Antisemitism and Islamophobia are on the rise amid the war
Advocacy groups are reporting a sharp rise in the number of antisemitic and Islamophobic incidents in the United States and Europe since the Hamas attacks in Israel on Oct. 7, escalating a trend that had taken root before the war. The Anti-Defamation League, a Jewish advocacy group, reported 153 antisemitic incidents of harassment, vandalism and assault in the United States from Oct. 7 through Wednesday, an almost 55% increase from the 99 such incidents recorded over the same period last year. The Council on American-Islamic Relations, a Washington-based group, said the number of reports of anti-Muslim incidents it had received had spiked in the past week.
New evidence found of rape and torture by Russian forces in Ukraine
A United Nations commission has found new evidence that Russian forces committed war crimes in Ukraine, according to a report released Friday. Drawing on more than 450 interviews with victims and witnesses in areas liberated by Ukrainian troops or who have fled Russian-held territory, the report documents the use of electric shocks against prisoners accused of supporting Ukrainian forces, the rape of women and the transfer of unaccompanied Ukrainian children to Russian territory. The report, by a panel commissioned by the U.N. Human Rights Council, focused on the southern regions of Kherson and Zaporizhzhia, where Russian forces quickly seized territory at the start of their full-scale invasion last year.

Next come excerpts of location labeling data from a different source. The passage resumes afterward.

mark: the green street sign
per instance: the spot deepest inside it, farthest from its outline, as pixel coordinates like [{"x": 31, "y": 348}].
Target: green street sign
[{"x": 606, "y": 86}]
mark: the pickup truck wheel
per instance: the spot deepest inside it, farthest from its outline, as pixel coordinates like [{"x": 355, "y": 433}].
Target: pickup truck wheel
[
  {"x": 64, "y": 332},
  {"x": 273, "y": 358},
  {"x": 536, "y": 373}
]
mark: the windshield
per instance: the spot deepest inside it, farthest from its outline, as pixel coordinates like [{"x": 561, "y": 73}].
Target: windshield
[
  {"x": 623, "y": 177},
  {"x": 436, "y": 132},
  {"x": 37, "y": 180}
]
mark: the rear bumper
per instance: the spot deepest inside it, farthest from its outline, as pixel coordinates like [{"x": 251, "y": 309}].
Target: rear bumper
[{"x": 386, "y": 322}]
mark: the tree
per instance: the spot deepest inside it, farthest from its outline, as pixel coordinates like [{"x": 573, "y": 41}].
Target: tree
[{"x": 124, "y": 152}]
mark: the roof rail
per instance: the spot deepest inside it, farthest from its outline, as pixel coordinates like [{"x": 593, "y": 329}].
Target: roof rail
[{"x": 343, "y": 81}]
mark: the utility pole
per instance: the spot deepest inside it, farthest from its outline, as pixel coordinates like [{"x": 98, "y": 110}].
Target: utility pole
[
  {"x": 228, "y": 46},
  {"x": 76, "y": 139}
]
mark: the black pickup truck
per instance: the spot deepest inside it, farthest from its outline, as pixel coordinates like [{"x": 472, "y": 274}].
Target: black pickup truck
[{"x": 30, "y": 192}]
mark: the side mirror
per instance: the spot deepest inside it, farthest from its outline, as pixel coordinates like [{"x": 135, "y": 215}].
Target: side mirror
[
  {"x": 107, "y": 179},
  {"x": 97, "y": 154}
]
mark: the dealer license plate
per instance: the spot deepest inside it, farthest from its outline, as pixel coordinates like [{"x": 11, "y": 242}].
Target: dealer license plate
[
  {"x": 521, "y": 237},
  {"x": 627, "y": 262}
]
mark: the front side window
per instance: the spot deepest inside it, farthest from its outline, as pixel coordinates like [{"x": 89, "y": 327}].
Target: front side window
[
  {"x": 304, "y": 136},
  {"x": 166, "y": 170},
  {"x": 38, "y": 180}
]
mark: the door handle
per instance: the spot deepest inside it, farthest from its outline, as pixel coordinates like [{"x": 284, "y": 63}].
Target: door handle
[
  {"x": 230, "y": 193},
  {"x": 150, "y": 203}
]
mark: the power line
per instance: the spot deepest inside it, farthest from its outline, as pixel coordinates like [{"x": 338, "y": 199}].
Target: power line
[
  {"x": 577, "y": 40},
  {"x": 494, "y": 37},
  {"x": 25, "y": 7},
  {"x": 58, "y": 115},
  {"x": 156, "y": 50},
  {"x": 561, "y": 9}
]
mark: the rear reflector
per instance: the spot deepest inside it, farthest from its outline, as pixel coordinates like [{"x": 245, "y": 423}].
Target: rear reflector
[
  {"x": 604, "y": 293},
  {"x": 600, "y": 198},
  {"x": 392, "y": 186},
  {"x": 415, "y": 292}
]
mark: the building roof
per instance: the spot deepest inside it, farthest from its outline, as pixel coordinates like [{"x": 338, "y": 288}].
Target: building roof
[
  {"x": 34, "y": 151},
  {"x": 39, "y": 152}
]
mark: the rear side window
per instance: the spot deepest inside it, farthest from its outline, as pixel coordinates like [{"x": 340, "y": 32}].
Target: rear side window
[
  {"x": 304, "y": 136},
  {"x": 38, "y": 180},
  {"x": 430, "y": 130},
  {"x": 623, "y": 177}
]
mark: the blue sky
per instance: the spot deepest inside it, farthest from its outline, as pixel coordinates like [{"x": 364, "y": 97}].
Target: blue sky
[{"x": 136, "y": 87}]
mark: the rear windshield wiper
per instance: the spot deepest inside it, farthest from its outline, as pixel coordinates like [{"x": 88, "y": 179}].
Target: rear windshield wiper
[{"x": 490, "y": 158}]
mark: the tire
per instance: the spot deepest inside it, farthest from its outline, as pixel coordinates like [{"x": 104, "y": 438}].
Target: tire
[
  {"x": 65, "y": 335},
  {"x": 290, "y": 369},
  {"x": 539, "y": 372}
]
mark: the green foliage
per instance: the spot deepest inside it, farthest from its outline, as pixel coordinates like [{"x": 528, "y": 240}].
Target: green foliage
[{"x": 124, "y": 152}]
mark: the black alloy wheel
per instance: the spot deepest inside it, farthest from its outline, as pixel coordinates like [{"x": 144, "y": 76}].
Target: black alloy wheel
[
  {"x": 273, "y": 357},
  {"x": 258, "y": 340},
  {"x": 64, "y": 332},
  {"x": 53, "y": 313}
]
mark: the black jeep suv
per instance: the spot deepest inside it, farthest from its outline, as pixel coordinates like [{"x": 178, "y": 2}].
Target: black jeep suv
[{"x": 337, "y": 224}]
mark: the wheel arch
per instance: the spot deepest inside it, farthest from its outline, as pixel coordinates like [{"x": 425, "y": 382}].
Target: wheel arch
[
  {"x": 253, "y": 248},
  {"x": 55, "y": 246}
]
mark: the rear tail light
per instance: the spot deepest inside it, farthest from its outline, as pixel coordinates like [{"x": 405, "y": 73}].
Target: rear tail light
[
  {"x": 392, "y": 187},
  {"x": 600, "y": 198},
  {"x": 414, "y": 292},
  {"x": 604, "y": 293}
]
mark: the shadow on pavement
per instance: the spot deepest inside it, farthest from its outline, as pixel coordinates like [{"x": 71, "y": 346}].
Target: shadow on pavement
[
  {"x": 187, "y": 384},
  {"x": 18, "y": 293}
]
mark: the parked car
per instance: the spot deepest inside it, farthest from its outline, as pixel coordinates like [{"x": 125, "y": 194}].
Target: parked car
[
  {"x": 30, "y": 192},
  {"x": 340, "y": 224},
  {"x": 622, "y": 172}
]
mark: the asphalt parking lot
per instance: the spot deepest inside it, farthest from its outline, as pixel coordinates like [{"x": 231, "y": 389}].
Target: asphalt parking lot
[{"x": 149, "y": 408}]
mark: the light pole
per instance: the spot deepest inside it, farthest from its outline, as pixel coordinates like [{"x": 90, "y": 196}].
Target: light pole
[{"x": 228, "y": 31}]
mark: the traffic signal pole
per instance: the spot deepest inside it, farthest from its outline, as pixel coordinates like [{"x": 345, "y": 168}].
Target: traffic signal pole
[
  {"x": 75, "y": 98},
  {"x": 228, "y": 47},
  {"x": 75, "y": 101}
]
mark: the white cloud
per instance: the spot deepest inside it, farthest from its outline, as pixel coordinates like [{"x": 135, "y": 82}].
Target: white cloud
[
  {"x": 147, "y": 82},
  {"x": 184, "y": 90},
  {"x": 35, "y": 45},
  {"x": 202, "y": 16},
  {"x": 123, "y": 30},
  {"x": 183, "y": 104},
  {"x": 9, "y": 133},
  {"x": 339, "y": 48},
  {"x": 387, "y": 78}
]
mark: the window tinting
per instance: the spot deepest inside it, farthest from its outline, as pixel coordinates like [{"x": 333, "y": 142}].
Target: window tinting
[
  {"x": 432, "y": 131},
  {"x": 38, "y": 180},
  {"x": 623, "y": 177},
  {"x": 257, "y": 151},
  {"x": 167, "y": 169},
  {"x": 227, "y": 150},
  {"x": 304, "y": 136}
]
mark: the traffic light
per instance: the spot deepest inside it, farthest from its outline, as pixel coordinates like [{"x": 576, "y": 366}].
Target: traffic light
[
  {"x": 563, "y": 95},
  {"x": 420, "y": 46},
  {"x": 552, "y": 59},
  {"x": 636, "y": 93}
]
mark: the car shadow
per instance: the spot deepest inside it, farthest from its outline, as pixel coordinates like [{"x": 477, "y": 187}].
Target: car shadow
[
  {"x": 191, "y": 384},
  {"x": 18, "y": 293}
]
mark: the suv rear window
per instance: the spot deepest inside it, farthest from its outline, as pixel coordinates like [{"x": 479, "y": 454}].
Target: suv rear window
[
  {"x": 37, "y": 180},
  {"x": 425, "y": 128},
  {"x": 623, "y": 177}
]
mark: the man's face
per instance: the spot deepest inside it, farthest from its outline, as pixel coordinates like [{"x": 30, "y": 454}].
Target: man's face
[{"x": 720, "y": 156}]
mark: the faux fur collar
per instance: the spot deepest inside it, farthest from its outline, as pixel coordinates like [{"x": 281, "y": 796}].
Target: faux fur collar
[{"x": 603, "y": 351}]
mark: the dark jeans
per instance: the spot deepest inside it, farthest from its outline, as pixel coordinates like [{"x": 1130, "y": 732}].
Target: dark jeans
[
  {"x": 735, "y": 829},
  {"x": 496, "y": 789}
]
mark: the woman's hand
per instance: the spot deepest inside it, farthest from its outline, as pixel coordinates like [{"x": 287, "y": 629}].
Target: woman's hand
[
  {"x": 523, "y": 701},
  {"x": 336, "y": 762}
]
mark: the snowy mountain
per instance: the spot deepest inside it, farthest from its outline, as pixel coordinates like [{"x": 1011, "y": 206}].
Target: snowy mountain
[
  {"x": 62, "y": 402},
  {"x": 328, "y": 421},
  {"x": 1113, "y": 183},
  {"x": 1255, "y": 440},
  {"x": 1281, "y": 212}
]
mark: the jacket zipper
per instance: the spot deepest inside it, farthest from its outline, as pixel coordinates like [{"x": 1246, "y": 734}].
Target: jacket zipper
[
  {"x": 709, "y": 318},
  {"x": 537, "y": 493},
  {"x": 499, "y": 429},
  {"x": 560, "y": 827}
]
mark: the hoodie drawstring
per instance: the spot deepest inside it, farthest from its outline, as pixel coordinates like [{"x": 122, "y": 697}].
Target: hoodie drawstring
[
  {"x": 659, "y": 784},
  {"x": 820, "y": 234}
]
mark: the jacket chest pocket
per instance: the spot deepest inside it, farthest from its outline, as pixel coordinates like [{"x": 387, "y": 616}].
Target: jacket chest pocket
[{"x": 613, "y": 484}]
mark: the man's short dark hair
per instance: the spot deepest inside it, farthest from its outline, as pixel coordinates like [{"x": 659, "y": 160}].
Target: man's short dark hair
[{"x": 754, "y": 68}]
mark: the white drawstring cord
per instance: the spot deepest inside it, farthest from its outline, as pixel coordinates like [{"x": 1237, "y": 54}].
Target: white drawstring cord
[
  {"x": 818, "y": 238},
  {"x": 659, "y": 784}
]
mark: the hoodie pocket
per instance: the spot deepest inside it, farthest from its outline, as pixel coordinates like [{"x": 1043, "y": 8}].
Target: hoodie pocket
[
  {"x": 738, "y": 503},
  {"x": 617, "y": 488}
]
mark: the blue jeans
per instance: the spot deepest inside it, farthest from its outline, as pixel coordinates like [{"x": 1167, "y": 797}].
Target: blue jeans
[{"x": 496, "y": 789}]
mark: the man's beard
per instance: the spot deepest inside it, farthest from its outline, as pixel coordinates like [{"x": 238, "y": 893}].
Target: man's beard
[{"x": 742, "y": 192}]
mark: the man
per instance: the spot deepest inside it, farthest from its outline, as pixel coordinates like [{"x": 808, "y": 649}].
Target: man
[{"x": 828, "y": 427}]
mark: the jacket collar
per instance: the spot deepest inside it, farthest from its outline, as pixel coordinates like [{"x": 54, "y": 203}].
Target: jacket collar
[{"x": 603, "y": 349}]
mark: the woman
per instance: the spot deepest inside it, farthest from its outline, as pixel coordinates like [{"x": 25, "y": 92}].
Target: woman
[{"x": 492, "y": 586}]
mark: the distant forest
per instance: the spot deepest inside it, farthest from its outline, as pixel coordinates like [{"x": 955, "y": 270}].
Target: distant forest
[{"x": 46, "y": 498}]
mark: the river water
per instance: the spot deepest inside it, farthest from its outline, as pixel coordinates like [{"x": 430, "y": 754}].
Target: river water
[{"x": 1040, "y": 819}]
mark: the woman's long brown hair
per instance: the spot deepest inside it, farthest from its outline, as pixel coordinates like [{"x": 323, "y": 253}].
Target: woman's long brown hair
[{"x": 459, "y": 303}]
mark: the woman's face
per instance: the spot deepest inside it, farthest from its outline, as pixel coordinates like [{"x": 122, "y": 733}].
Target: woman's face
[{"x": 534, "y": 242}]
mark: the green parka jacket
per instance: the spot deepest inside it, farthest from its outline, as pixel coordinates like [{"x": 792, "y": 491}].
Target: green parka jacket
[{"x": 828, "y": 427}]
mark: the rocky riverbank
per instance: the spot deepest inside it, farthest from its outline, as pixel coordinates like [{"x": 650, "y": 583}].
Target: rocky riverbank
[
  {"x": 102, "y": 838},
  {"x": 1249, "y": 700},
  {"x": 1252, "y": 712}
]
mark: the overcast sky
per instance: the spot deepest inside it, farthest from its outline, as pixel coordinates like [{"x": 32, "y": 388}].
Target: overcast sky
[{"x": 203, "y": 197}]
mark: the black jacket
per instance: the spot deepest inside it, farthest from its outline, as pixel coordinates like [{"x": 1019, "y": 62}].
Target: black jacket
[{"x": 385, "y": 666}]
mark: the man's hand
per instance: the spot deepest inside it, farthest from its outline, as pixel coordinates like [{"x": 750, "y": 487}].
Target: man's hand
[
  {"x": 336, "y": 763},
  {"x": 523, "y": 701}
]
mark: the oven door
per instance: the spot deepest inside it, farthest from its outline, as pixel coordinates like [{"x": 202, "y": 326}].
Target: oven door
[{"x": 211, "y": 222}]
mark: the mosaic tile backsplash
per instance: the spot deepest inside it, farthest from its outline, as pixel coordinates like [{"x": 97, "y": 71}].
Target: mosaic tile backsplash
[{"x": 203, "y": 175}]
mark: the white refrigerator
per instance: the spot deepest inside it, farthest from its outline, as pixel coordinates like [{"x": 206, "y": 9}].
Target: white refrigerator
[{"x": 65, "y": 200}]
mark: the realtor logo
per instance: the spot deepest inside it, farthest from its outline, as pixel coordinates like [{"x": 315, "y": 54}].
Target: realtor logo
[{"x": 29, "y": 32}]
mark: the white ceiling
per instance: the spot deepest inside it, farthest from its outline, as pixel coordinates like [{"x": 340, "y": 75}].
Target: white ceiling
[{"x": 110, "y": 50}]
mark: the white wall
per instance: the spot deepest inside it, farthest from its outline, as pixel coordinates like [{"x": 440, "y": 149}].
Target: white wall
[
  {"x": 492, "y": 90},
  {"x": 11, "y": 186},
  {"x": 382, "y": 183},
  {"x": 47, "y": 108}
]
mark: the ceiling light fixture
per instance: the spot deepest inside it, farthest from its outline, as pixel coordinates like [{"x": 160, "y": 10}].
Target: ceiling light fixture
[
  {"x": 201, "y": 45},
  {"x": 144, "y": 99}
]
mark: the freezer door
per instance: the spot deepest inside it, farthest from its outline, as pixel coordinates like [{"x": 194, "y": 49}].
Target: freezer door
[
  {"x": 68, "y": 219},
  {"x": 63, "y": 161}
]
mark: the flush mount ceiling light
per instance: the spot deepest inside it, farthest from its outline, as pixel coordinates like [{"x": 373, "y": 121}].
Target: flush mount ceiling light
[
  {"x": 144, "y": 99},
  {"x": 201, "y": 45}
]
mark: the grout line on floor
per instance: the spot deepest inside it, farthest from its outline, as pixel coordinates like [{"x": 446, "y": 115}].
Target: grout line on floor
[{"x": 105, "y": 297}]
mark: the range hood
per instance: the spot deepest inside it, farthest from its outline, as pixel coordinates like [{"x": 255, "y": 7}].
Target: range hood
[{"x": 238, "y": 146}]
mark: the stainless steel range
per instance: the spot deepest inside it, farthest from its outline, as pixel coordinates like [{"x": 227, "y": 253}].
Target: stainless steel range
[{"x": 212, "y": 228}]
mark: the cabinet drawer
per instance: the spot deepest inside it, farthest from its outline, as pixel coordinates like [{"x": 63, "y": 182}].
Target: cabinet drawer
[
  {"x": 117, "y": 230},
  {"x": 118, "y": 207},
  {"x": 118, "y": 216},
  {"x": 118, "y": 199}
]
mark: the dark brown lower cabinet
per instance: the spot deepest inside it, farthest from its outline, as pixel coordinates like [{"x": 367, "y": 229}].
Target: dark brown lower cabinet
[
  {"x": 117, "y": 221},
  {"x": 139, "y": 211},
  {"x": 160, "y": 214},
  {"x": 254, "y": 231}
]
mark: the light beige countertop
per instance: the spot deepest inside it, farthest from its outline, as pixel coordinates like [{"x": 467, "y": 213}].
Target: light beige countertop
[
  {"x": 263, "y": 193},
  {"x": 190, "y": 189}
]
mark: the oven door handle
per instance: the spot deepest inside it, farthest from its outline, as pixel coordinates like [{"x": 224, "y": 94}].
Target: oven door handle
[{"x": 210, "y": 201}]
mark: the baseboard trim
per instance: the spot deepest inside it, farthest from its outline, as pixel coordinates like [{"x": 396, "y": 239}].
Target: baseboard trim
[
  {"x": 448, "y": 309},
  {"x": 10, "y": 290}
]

Women testify that fashion mogul lured Them to bedroom
The five women testifying that Canadian fashion mogul Peter Nygard sexually assaulted them described for jurors over the past four weeks how they ended up in the hidden bedroom suite at his office. Decades ago, they said, they each accepted Nygard’s invitation to visit the Toronto headquarters of Nygard International. He was an eager tour guide, but he was most excited about bringing guests to the bedroom suite. It was behind the doors of that room that each woman said he sexually assaulted them. “I was a prisoner in that room,” said one woman, the last of five complainants to conclude her testimony at a Toronto courthouse as prosecutors prepare to close their case.